February 18, 2011
Dominant market positions can do strange things to a CEO and his or her leadership team. In the case of Apple, the company's massive iPhone and iPad successes are leading it to miscalculate pricing of content on those devices. You can read the official Apple statement of its position here, or check out the Forrester analysis here arguing that ultimate fees from content providers to app platform players should be in the 5% range — a long way from Apple's 30%.
iPhone, iPad, and Android apps are not sideshow novelties — in my estimation they signal a cataclysmic shift in the technology industry away from the Microsoft desktop standard and the cloud/Web paradigm. This is App Internet, representing a new model of applications that seamlessly combine the power of local devices with the scale of the cloud. App Internet is positioned to shift activity away from the Web to the app experience — forever changing many, many markets. A recent Forrester survey shows that among tablet users, 39% spend more time using the web browser, 45% spend about the same amount of time using apps as using the web browser, and 16% spend more time using apps. These are the formative and critical moments in the development of the App Internet market — the winners could become dominant for decades.

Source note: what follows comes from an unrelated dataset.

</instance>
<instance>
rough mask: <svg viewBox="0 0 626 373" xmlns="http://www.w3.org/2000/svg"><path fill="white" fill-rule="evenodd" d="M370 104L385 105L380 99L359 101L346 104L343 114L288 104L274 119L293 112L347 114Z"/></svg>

And Apple is blowing it. It risks replaying the PC wars of the early 1980s when Microsoft welcomed everyone into their development world while Apple stayed "pure" and scared away its allies. We know what happened — the world has had to use a lowest-common denominator PC operating system for decades, with excursions into wonderful places like Vista. This time around, Apple's hostile position could result in a 2014 App Internet market that looks something like this: 80% Android, 10% Apple, 10% Other. I can't wait to see Larry Page running around a stage in a sweat-stained turtleneck hoarsely shouting "Developers, developers, developers, developers…"
Apple has to play chess here, not checkers. It has to stay reasonable and accommodating and play for the ultimate prize — dominance of the App Internet. If it doesn't, we'll look back at this moment and call it the top for Apple.